Why it Might Work: Solis, 29, is a catcher with major league experience, making him a valuable asset in any organization. He played big league ball with the Padres in 2012 and with the Rays in 2014, and has gotten 100 or more plate appearances in the minors every year since 2011. He rates out as an above-average defensive catcher, with 1.8 adjusted FRAA for 2016. And every organization needs catching depth. Tim Federowicz got 31 at-bats this year, even though there were three catchers ahead of him on the depth chart, and something similar could always happen again.
Why it Probably Won’t: Despite appearing in the majors for two different teams, Solis only has 11 plate appearances and zero hits. At higher minor league levels, his TAv is more often below .200 than above. He’s not a good hitter. This type of player can be key in helping develop minor leauge pitching, and it’s always good to have options at catcher, but it would be very surprising to see Solis get an at-bat with the Cubs this year.
Why it Might Work: The younger brother of the better-known Rickie Weeks, Jemile, 29, has racked up 1068 plate appearances since his debut in 2011. Weeks actually debuted as a 2.9 WARP second baseman in 2011 with the A’s, slashing .303/.340/.421 on the year. His career TAv is .254, which is OK. His career strikeout rate is 15 percent, which is good. He plays about a league-average second base, and he switch-hits. If the Cubs suffer a few infield injuries at once, Weeks will be a very good player to have as a backup in the system.
Why it Probably Won’t: Almost all of those plate appearances from Weeks came in 2011 and 2012—since then, even though he’s made the majors at some point every year, he hasn’t had a season with more than 57. This is largely because he simply stopped having any value as an offensive player. Since his rookie season (which included a .350 BABIP), Weeks simply hasn’t hit at a major league at a major league level. He seems to make the majors every year, but with Javy Baez and Ben Zobrist as options at second base, it seems unlikely (but possible!) that Weeks will get playing time with the Cubs. Regardless, he’ll be important Triple-A infield depth, an area where the Cubs are somewhat lacking.

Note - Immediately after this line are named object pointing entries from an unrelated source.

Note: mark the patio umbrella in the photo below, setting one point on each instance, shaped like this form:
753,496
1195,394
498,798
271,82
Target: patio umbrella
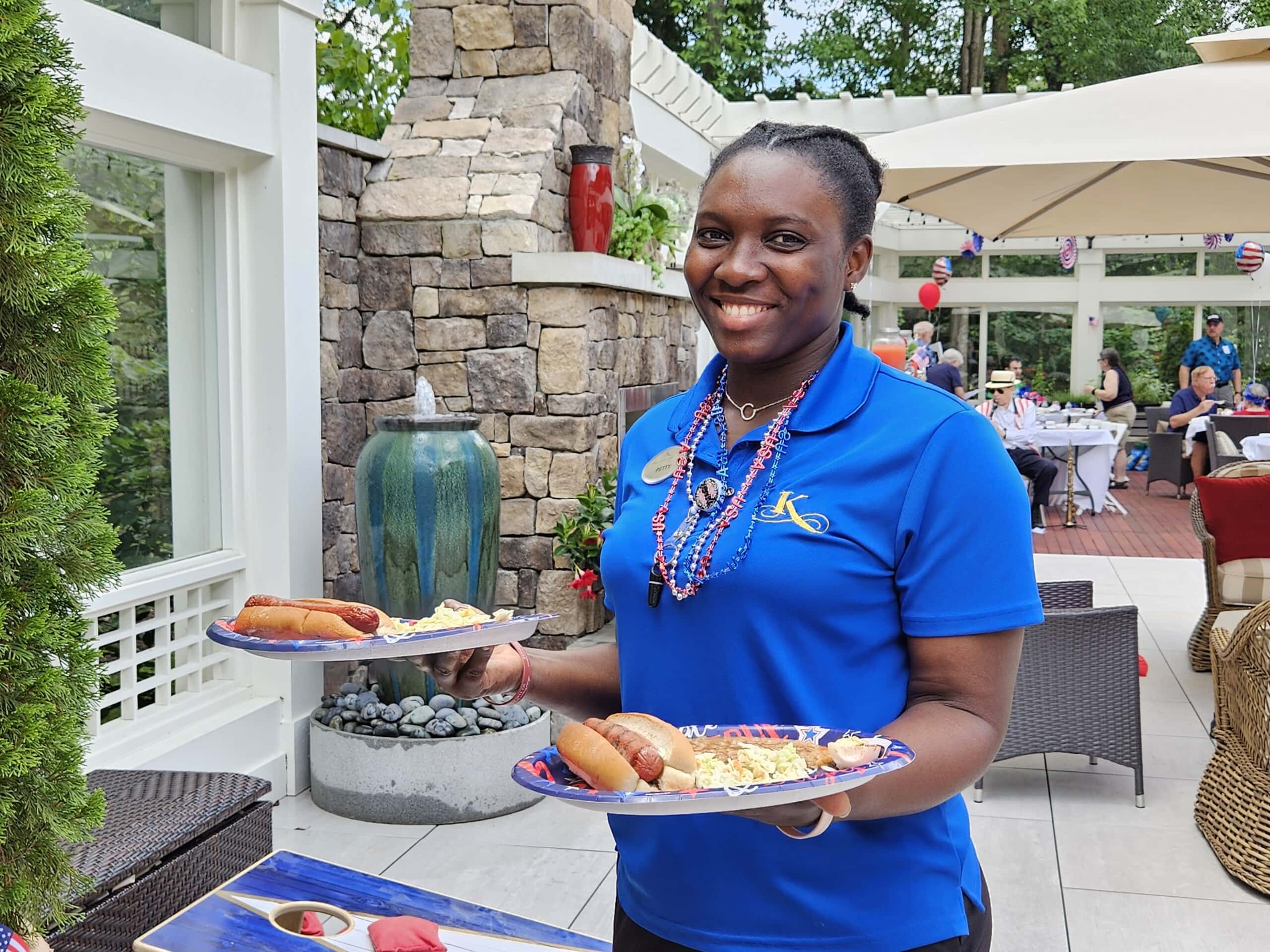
1180,150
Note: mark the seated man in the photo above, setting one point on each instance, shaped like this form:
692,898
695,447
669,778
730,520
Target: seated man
1015,420
947,375
1191,403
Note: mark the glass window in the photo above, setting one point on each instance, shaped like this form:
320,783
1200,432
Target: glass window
1221,263
1040,339
1248,327
1028,267
1151,343
920,266
149,233
1136,264
190,19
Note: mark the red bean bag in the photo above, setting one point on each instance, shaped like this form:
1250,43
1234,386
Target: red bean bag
405,933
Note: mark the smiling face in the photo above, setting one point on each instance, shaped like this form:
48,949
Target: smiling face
769,259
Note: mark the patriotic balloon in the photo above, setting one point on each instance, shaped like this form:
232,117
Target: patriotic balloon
1249,257
942,271
1069,253
972,245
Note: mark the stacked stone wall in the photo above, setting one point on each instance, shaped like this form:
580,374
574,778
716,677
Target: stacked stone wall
418,276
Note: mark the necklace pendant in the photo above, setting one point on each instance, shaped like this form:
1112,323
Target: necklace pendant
654,588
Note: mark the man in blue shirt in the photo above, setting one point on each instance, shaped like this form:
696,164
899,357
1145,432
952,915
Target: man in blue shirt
1191,403
1222,356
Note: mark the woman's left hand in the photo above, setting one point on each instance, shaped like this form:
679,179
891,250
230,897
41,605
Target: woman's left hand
806,814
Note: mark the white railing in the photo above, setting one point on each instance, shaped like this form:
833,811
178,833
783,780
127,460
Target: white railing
150,631
659,74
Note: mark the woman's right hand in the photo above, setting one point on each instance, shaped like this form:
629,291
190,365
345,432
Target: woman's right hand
477,672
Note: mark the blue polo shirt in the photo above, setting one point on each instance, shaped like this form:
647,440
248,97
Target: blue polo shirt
1223,357
1183,403
890,500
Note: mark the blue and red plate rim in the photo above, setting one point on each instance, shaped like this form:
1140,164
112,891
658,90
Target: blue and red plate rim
221,634
529,772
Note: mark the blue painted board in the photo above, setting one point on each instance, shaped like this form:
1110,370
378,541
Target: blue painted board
237,916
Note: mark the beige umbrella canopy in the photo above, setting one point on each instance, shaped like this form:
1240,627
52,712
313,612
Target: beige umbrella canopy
1183,150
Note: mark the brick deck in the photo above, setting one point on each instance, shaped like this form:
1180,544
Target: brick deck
1157,527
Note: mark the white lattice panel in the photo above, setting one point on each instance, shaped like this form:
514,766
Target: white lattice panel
153,642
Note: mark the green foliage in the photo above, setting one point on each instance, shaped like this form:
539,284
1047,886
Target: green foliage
726,42
56,546
645,225
578,537
364,62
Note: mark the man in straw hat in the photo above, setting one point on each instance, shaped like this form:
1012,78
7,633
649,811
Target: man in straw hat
1015,422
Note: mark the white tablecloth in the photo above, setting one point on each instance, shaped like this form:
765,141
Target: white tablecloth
1092,465
1198,425
1257,447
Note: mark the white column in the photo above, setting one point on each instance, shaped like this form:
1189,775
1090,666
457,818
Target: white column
983,343
1086,339
280,386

Why it Might Work: Of all these players, Rodríguez, 32, probably has the most impressive MLB track record. He debuted with the Angels in 2009, and then went on to pitch two average seasons with the rebuilding Astros (2011 and 2012) and then, more recently, with the A’s (2015 and 2016). Between those two stints, he underwent Tommy John surgery, but his effectiveness has been at the same pretty-OK level since he came back. He has a career ERA of 4.35, a DRA of 4.04, and a cFIP of 101, each of which is very close to league average. He’s a flyball pitcher, with a mid-nineties fastball, cutter, and slower curveball. As recently as last year, he’s shown that he can eat innings in a major league bullpen.
Why it Probably Won’t: He was eating those innings in Oakland’s decidedly below-average bullpen, however, and as a right-handed option, Rodríguez is behind at least Wade Davis, Hector Rondon, Pedro Strop, Justin Grimm, Carl Edwards Jr., and Koji Uehara as an option. Injuries could see the Cubs using Rodríguez at some point, but he seems unlikely to develop into the type of reliever that Joe Maddon would trust with much other than mop-up duty. Still, he’ll be valuable and proven Triple-A depth, which is something that makes the Cubs just that much more secure going into their title defense year.
These signings are never the most exciting of the offseason, but they provide a sturdy foundation for a successful franchise. Perhaps even more importantly, these journeyman types of players nearly always have long and interesting baseball stories, and getting to know them just a little bit is worth it for that, if nothing else.